What are the indicators (litimus ,mythly orange ) acids ,base or neutral ?

2 Answers
Sep 26, 2017

It is none of them.

Explanation:

Because they are used to indicate if a substance is acid, base or neutral. But there is a neutral litmus paper too. But usually they are none of them.

Oct 1, 2017

Methyl orange itself is base. In general, an indicator which changes color in acid solution is base and one which changes color in base is acid.

Explanation:

What you should remember is that any indicator itself (#In#, not indium in this post) has its own equilibrium point.

#HIn ⇌ H^+ + In^- #

Thus, the acidity constant for the indicator of the indicator #K_(a(In))# is obtained as follows:

#K_(a(In))=([H^+][In^-])/([HIn])#

When the solution has more acidity. i.e. [#H^+#] goes higher,
[#In^-#] will decrease.
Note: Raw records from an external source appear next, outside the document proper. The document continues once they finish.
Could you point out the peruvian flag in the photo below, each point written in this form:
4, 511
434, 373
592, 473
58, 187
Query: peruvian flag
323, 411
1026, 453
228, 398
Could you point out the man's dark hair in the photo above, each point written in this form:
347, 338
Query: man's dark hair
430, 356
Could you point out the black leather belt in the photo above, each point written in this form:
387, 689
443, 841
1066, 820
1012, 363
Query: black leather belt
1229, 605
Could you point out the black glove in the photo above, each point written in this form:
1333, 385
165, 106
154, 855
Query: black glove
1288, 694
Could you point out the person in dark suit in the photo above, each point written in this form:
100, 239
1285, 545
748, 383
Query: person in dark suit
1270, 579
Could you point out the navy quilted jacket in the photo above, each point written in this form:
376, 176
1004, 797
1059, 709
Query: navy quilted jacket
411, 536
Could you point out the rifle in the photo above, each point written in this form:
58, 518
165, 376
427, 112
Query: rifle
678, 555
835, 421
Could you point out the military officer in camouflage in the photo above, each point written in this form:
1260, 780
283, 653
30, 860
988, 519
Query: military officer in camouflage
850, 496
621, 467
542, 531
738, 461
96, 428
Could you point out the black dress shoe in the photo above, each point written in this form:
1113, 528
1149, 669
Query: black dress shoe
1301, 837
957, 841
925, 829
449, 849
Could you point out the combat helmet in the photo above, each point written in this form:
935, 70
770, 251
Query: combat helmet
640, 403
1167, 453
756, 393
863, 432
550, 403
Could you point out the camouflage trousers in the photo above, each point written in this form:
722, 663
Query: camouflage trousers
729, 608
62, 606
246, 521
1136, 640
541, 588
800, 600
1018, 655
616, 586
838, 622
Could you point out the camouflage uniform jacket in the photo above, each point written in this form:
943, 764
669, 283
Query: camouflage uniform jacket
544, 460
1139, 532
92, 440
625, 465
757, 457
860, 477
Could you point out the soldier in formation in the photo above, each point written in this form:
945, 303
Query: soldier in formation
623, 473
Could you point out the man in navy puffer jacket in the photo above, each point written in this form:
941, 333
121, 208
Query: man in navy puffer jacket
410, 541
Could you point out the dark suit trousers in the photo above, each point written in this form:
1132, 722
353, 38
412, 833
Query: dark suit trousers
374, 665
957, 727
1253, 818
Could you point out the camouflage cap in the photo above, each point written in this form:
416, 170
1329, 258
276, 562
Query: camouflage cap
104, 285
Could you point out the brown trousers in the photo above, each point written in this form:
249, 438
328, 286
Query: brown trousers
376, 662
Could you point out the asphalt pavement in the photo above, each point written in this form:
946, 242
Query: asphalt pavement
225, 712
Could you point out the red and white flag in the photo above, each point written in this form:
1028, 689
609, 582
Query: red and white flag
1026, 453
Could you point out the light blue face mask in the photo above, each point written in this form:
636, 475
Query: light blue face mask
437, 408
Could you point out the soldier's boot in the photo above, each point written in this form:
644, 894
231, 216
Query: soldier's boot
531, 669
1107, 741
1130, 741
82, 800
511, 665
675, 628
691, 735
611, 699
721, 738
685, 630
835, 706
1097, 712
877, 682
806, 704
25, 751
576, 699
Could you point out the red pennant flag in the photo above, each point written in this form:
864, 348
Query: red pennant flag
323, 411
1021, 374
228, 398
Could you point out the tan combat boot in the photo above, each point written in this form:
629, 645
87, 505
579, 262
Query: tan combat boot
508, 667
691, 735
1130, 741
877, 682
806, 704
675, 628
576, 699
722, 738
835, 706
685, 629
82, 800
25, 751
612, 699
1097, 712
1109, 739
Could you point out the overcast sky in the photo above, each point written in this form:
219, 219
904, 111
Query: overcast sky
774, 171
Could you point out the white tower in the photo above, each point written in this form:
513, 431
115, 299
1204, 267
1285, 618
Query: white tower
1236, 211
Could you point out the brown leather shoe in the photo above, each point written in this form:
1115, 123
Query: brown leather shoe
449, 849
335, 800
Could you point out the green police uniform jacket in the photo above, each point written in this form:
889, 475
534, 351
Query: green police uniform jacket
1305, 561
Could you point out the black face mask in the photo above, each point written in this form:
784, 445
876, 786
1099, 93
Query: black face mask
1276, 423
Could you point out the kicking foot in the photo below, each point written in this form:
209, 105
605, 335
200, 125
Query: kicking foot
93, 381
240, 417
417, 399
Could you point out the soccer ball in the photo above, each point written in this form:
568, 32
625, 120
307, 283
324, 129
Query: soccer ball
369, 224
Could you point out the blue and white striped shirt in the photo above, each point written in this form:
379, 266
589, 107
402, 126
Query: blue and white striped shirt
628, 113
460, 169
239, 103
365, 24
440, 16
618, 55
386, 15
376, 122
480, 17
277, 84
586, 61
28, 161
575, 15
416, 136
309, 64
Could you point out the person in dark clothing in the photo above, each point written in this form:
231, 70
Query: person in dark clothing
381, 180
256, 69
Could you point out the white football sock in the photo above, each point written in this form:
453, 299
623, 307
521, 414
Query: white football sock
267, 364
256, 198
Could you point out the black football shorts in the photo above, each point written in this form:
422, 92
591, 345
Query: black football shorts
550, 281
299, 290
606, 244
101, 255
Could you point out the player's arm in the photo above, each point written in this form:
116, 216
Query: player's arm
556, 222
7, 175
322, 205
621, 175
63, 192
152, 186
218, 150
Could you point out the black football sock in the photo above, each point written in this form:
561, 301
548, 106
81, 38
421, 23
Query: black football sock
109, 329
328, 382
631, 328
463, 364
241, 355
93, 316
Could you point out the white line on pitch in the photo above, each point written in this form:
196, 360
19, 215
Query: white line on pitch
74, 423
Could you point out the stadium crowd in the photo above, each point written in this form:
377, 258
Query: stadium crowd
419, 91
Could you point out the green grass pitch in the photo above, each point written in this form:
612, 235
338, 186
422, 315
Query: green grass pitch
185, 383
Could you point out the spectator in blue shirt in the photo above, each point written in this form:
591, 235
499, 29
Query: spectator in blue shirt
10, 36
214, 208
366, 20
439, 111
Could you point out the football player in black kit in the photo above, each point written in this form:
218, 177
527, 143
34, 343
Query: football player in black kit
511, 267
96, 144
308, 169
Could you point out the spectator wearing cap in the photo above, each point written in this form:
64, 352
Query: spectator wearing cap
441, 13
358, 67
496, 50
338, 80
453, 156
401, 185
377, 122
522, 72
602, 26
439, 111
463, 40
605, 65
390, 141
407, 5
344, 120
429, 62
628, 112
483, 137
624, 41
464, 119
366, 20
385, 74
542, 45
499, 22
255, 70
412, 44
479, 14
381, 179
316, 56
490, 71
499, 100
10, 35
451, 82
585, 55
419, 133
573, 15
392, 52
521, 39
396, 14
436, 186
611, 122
On the other hand, when the solution become more basic [#In^-#] will increase.

Generally, unionized indicator #In# and ionized indicator #In^-# have diffrent color and this is how indicators works.

For example, Methyl orange changes its color from #color(red)(red)->color(orange)"orange"->color(gold)(yellow)# as #pH# changes from #3.1# to #4.4#.

Methyl orange itself is a base since it recieves #H^+# in low-#pH# (strongly acid) solution.

Similar things can be said about other indicators.